Cargar contra Trump que, al fin y al cabo, es el único que intenta mover el mostrador, es un ejercicio de fariseísmo monumental. Sobre todo porque, puertas adentro, los líderes europeos están encantados de que nuevamente —y como siempre— sea Estados Unidos el que nos haga el trabajo sucio
Segundo: Trump también tiene razón al querer hablar con Putin, porque la paz se firma con los enemigos, y es con el zar ruso con quien hará falta sellar el final. ¿Quiere decir que eso es bonito, simpático, agradable, moral? No, de ninguna manera, cosa que no desmiente el hecho que es necesario. Tercero: la realpolitik obliga a pensar que habrá concesiones territoriales a Putin, a pesar de la derrota moral que eso significa. ¿Por qué? Porque Putin ganó la guerra el primer día, una vez quedó claro que China le daría apoyo —¡China, el gran problema!— y que la OTAN no podía defender Ucrania porque no podía mover ni un solo tanque en Polonia. En este sentido, cualquier negociación de paz pasará, inevitablemente, por algún coste territorial a Ucrania, y eso lo saben todos, incluidos los excitados líderes europeos. ¿O no fue así cuando Europa hizo mutis mientras Putin se zampaba Crimea entera? ¿Dónde estaba el escándalo europeo ante un acto que dinamitaba el derecho internacional? Todos callados y rezando para que el gas ruso no sufriera ningún susto. Y de este éxito de invasión Putin sacó la convicción que, tanto por tanto, también podía invadir Ucrania. Criticar que Trump pueda aceptar firmar la paz con concesiones a Putin, cuando practicamos un silencio clamoroso mientras caía Crimea, es nuevamente una evidencia de la fabulosa doble moral europea.

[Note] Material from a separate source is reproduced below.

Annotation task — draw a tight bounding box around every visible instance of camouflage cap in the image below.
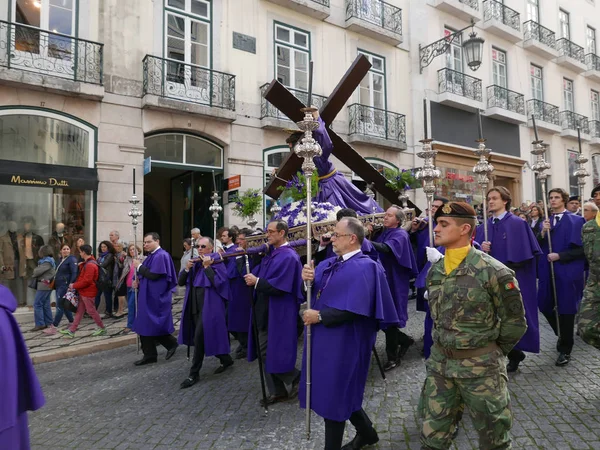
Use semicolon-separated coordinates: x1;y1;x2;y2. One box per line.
434;202;477;220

Cuarto: ¿la determinación de Trump conduce hacia el final de la guerra? ¿Dicho de otra manera, sus maniobras tendrán éxito? De momento, es un hecho que la foto de Alaska blanquea y beneficia a un Putin que saca pecho ante una Europa derrotada y un Trump desconcertado. Cosa que hace creer que el presidente norteamericano ha pecado de prepotente y al mismo tiempo de ingenuo, y que Putin le tiene tomada la medida. Pero no nos engañemos: nos la tiene tomada a todos. Alaska, pues, parece un fracaso, cuando menos en términos absolutos. Pero, con las correcciones estratégicas que haya que hacer, es el único camino que llevará a la paz. Habrá que hablar con Putin todo lo que sea necesario, y habrá concesiones dolorosas, por mucho que hagamos ver que no las aceptaremos. Dejémonos de tonterías: todos hemos permitido que el autarca ruso se paseara por Europa como si fueran sus dominios, empezando por Alemania que fue la primera que, para salvar el gas, calló ante sus abusos. La realpolitik devorará, nuevamente, las buenas intenciones, validando una vez y otra que la geopolítica real tiene muy poco que ver con el derecho internacional. En este punto, cargar contra Trump que, al fin y al cabo, es el único que intenta mover el mostrador, es un ejercicio de fariseísmo monumental. Sobre todo porque, puertas adentro, los líderes europeos están encantados de que nuevamente —y como siempre— sea Estados Unidos el que nos haga el trabajo sucio.